Bob was sold by the idea that the Orlando Philharmonic Orchestra was playing for the first season as accompaniment to the Orlando Ballet. We were also long time season ticket holders for the Seattle Symphony--I got sold on the Seattle Symphony by Conductor Gerard Schwarz's inexpensive Musically Speaking Series since they played Sunday at 2 pm and I'd get a good walk around Seattle Center fountain, sample the Seattle fudge, listen to whoever was jamming and watch the children chase the balloons around. I loved it as a feed the muse act for my poetry--this one below a double haiku.
AT FOUNTAINS EDGE
dusky branch reaches
arches among you, lone I
on lavender eve
Giselle is not the easiest of dances to perform, chiefly because the piece is an so slow, adagio. The holds and poses and movements take great strength and balance. Quicker dances require sharpness, lightness and training, but adagio is excruciating on the muscles. The company performed really well. There were only a couple slight mishaps, one missed jump, and some slow footwork overall and a shaky start for the village couple.
I was very impressed. I remember Pacific Northwest Ballet snowflakes in the Nutcracker that couldn't keep up with the music because they were chubby but that was years ago when they were just starting out. These dancers in the Orlando ballet look very well trained. Tonight's leading roles were danced by guest artists for season Adiairys Almeida and Joseph Gatti and they were a delight as Giselle and Albrecht. The kids were fun as flag bearers. Also Andras Ronai as Hilarion did some strong dancing. Kate-Lynn Robichaux and Arcadian Broad did a good pas de deux as the village couple when they finally got caught up with the music. All the corps dancing went well. Myrtha, Queen of the Wilis, (a suitable bunch of spirit sorts near Halloween), danced by Chiaki Yasukawa was a little stiff, but strong and dramatic and very cold to young lovers.

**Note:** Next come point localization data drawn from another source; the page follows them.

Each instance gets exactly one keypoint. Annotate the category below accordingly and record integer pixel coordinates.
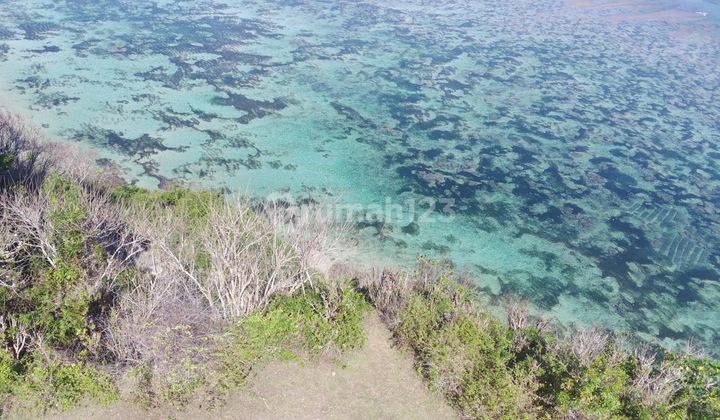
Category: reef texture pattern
(565, 151)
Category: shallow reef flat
(566, 152)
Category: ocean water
(566, 152)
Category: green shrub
(55, 386)
(192, 204)
(8, 376)
(465, 355)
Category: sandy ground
(376, 382)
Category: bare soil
(375, 382)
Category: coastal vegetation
(111, 292)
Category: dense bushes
(170, 297)
(488, 369)
(158, 296)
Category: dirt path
(376, 382)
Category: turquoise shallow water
(565, 152)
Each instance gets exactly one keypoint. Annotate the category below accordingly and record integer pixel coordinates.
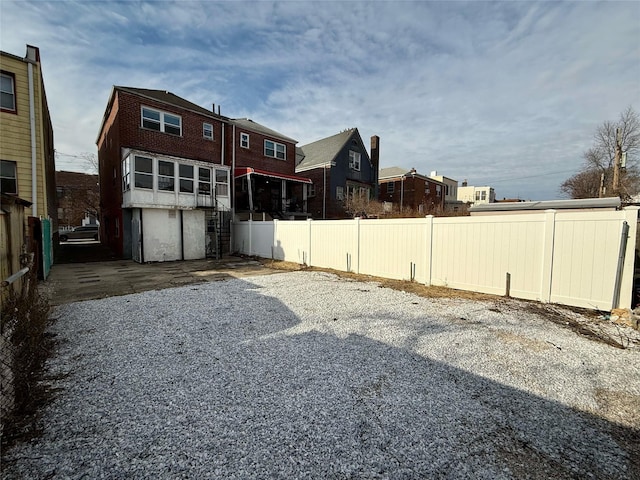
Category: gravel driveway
(308, 375)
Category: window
(186, 178)
(166, 176)
(207, 131)
(274, 149)
(7, 92)
(222, 183)
(204, 181)
(143, 172)
(244, 140)
(354, 160)
(161, 121)
(126, 175)
(8, 178)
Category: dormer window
(275, 150)
(244, 140)
(161, 121)
(354, 160)
(207, 131)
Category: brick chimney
(375, 162)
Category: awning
(242, 171)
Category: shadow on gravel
(82, 252)
(156, 388)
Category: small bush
(25, 315)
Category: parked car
(86, 232)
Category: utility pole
(616, 162)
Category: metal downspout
(619, 270)
(34, 160)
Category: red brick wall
(254, 155)
(190, 144)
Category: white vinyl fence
(580, 258)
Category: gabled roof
(169, 98)
(249, 124)
(392, 172)
(322, 152)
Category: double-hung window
(275, 150)
(354, 160)
(8, 179)
(166, 176)
(7, 92)
(143, 172)
(222, 183)
(244, 140)
(126, 174)
(207, 131)
(161, 121)
(186, 178)
(204, 181)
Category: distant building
(78, 198)
(408, 189)
(476, 195)
(451, 202)
(340, 168)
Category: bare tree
(599, 161)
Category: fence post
(309, 220)
(274, 241)
(626, 294)
(428, 249)
(547, 255)
(357, 270)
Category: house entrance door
(136, 241)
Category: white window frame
(161, 121)
(207, 131)
(354, 160)
(244, 140)
(142, 173)
(222, 185)
(9, 165)
(4, 93)
(184, 178)
(279, 150)
(204, 181)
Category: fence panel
(477, 253)
(334, 244)
(394, 249)
(587, 246)
(570, 258)
(291, 242)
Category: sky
(504, 94)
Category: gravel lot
(308, 375)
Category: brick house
(164, 177)
(265, 176)
(78, 198)
(409, 189)
(340, 168)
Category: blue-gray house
(340, 168)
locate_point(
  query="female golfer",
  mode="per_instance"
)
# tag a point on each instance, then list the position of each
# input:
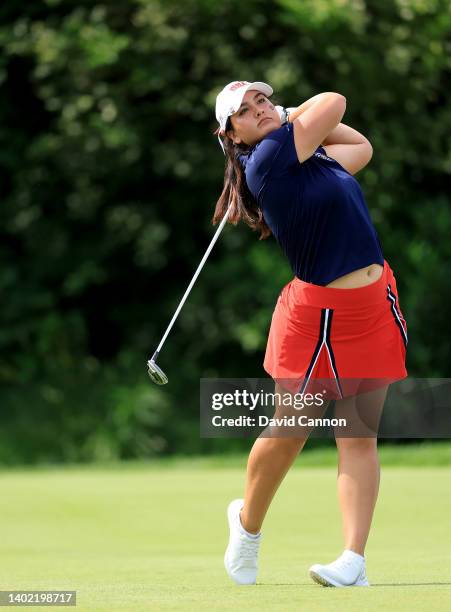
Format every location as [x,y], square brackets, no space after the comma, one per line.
[338,320]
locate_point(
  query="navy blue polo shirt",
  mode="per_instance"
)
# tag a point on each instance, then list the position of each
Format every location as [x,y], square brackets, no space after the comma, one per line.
[315,209]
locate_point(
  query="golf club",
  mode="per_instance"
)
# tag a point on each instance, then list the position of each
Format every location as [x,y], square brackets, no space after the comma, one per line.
[155,372]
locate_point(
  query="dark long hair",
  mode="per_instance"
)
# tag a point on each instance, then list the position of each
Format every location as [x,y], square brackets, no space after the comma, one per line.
[236,192]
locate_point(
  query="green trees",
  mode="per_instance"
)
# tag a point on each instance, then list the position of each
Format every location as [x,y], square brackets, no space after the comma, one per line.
[109,176]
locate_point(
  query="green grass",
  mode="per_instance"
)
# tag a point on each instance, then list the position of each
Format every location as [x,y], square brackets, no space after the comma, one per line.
[152,536]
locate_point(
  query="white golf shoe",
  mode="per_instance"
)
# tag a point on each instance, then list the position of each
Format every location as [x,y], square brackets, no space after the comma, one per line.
[240,559]
[347,570]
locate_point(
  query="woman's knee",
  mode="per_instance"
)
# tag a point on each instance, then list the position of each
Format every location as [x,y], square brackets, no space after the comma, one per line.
[286,445]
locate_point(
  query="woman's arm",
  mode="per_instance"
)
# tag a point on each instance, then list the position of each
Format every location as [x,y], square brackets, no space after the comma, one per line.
[344,134]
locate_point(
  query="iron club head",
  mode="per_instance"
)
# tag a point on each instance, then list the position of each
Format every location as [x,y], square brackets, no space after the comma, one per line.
[156,373]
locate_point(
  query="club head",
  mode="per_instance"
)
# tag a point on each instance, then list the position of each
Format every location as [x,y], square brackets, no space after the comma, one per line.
[156,373]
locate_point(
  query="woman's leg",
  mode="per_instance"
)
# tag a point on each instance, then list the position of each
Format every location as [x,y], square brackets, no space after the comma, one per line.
[358,466]
[269,461]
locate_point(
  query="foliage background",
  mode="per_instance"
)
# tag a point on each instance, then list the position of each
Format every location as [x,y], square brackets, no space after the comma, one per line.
[109,174]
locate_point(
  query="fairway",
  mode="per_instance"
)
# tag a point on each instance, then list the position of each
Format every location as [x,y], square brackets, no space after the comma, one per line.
[152,537]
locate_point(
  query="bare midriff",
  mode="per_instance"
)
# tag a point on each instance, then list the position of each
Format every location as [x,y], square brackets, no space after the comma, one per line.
[358,278]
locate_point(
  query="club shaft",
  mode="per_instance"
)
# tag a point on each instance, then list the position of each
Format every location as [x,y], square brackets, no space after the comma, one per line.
[196,274]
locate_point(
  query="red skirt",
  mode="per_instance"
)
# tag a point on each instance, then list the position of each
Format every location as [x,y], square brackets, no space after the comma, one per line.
[346,341]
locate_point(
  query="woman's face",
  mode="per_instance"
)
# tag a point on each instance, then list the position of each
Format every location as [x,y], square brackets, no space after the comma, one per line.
[255,118]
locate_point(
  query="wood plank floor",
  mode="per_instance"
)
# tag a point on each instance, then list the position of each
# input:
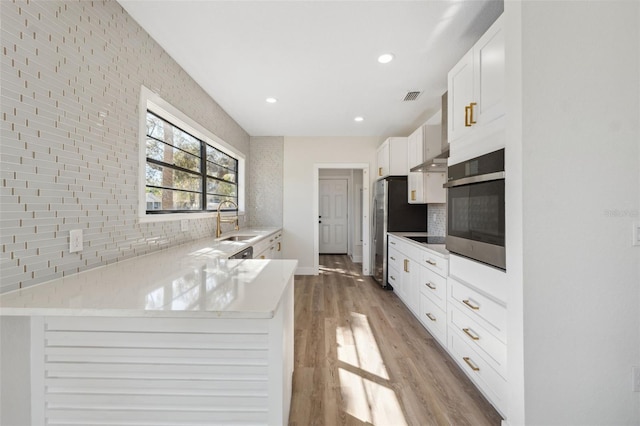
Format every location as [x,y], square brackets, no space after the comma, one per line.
[361,358]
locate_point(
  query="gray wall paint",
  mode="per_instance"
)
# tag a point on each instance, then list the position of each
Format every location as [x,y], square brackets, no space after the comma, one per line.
[266,166]
[71,77]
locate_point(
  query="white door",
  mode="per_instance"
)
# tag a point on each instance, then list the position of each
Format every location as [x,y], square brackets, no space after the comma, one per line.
[333,205]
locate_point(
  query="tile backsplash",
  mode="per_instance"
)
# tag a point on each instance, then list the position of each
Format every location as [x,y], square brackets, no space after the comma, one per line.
[437,219]
[267,168]
[71,77]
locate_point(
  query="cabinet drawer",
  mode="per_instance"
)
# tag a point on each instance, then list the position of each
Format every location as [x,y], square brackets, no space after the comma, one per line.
[487,312]
[395,259]
[434,319]
[434,286]
[394,278]
[437,264]
[486,344]
[479,371]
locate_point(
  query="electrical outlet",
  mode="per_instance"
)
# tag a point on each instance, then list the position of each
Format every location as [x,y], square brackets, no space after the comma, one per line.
[635,379]
[75,240]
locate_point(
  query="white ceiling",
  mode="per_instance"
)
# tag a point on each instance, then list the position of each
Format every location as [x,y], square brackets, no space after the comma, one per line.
[318,58]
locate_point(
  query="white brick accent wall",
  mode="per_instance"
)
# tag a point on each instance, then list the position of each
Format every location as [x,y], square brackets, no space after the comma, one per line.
[71,78]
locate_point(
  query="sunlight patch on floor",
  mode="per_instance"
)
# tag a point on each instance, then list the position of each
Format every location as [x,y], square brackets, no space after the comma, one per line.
[364,381]
[368,401]
[357,346]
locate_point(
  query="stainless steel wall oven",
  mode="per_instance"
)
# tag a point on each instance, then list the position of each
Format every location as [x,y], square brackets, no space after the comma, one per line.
[475,209]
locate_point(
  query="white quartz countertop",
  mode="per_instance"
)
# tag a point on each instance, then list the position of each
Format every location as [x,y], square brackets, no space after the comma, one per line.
[191,280]
[438,249]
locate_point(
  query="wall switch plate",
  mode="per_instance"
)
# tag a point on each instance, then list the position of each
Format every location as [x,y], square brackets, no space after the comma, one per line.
[75,240]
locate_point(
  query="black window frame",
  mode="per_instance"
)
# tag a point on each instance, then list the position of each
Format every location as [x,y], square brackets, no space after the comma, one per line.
[201,173]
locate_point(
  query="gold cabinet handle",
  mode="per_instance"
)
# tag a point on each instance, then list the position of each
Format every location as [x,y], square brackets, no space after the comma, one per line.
[471,305]
[471,120]
[472,336]
[470,363]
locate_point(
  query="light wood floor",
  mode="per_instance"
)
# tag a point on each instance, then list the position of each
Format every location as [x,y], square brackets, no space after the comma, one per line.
[362,358]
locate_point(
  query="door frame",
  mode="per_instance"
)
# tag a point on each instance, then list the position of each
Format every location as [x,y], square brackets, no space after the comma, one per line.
[366,251]
[349,180]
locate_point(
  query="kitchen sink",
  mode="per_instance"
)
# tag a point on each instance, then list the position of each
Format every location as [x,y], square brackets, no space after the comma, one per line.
[238,238]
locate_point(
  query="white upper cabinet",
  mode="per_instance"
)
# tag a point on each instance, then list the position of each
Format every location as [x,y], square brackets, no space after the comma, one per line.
[426,188]
[424,143]
[392,157]
[476,85]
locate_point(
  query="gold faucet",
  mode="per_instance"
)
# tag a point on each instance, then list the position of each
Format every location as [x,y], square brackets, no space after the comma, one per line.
[229,219]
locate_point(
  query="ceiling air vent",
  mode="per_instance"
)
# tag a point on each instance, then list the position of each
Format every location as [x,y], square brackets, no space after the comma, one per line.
[411,96]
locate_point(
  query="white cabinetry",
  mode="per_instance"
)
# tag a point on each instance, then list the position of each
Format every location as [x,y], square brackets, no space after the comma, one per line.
[419,280]
[426,188]
[392,157]
[477,325]
[476,86]
[269,247]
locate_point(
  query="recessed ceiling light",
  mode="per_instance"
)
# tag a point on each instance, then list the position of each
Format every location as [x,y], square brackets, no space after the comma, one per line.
[385,58]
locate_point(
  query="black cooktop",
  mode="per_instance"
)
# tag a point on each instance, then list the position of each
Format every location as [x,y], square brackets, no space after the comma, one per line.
[428,240]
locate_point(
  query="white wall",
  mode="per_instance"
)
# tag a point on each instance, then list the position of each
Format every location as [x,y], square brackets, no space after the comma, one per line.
[300,155]
[574,151]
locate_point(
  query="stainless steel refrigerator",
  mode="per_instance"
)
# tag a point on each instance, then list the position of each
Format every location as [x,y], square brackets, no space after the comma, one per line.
[393,213]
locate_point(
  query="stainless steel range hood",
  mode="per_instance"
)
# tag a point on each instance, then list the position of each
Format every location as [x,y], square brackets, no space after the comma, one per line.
[439,162]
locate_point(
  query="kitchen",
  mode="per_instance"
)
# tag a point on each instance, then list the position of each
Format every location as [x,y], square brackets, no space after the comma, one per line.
[573,335]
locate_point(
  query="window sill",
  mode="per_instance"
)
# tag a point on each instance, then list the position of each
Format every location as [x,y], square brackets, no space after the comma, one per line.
[150,218]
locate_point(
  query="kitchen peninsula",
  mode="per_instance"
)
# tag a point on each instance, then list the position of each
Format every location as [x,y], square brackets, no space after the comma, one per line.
[180,336]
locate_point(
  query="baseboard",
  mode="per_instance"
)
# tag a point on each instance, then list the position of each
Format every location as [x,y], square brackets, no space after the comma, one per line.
[306,270]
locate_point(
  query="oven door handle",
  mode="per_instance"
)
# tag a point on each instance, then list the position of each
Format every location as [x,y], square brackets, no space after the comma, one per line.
[474,179]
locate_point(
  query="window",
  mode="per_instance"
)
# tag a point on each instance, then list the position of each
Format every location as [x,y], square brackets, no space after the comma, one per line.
[184,168]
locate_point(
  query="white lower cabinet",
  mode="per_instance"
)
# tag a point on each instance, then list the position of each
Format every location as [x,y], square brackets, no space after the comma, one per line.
[462,304]
[269,247]
[421,286]
[477,326]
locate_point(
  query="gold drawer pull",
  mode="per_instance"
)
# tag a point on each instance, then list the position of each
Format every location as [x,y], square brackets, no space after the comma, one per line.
[470,364]
[471,120]
[468,332]
[471,305]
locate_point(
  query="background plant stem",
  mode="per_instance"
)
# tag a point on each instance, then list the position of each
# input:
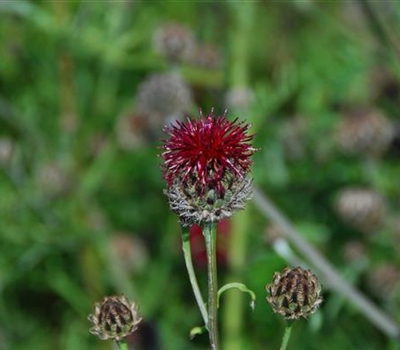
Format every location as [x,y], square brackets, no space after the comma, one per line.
[192,275]
[210,235]
[234,304]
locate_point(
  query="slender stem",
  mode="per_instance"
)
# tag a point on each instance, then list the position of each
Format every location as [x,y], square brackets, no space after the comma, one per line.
[192,276]
[122,345]
[210,235]
[286,335]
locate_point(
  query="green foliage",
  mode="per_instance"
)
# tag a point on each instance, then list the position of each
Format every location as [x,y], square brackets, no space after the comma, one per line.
[82,215]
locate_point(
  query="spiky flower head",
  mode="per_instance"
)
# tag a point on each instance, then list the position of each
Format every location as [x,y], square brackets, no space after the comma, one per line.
[294,293]
[206,163]
[114,318]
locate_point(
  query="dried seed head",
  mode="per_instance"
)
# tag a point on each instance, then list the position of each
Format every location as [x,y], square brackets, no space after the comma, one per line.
[174,41]
[114,318]
[364,132]
[294,293]
[362,208]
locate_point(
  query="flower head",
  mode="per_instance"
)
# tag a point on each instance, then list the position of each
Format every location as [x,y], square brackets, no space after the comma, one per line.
[206,162]
[206,149]
[294,293]
[114,318]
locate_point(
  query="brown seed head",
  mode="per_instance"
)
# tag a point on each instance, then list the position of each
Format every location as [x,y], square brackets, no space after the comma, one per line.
[114,318]
[294,293]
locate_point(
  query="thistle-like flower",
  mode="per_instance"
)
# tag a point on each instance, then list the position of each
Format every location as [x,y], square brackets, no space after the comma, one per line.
[114,318]
[206,163]
[294,293]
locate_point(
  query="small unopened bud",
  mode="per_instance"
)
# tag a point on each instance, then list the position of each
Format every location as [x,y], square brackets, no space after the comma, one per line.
[114,318]
[294,293]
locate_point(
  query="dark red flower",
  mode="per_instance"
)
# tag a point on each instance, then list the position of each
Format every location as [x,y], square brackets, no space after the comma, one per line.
[206,150]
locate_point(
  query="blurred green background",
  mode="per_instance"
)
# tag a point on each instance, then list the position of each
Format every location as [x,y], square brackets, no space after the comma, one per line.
[85,89]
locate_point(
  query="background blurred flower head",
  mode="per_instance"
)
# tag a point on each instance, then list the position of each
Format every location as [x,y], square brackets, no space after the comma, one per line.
[364,131]
[362,208]
[174,41]
[162,98]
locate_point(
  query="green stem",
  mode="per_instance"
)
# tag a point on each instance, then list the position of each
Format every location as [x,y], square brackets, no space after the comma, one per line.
[122,345]
[286,335]
[192,276]
[210,235]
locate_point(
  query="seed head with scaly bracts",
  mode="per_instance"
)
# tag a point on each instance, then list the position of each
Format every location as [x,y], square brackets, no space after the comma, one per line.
[206,163]
[114,318]
[294,293]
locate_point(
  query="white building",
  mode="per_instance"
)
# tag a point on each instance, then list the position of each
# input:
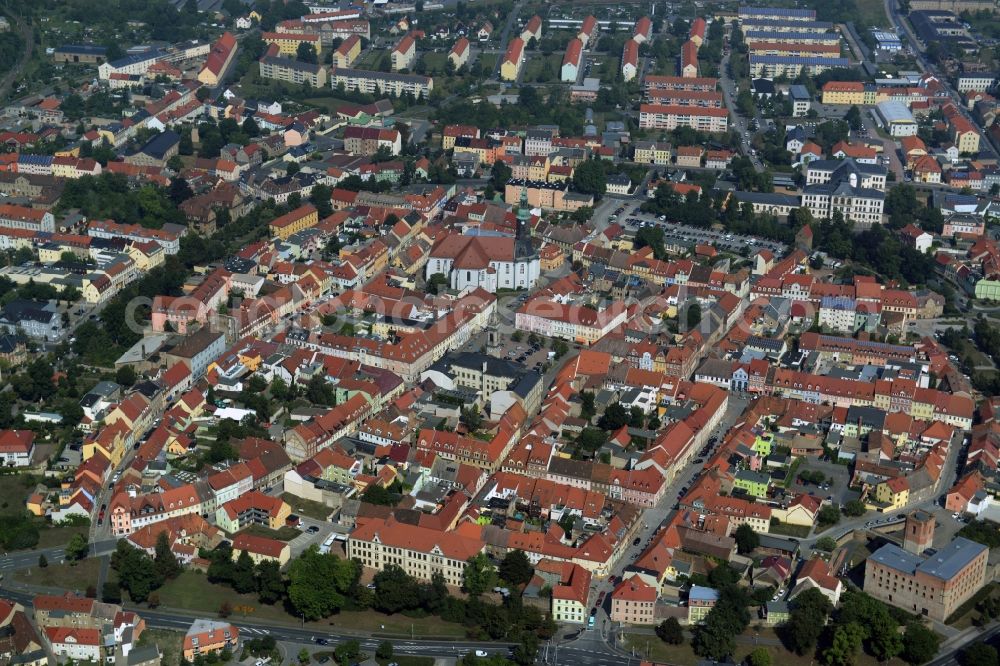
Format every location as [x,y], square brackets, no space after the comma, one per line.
[489,262]
[896,118]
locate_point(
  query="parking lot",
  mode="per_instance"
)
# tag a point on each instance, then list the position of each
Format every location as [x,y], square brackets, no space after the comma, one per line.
[690,236]
[838,492]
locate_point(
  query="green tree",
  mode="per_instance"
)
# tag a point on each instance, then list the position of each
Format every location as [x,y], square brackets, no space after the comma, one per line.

I also was very impressed by the Orlando Philharmonic which sounded magical and captured the heartbreak of the tragic love story very well. Music director Eric Jacobsen led some awesome musicians, I enjoyed it very much. I was also delighted to see the story in the playbill, something that Broadway Across America could use, even though I looked up the story of Giselle in Wikipedia before I went.
I liked the little German village in fall and the suitably eerie graveyard setting for each of the two acts.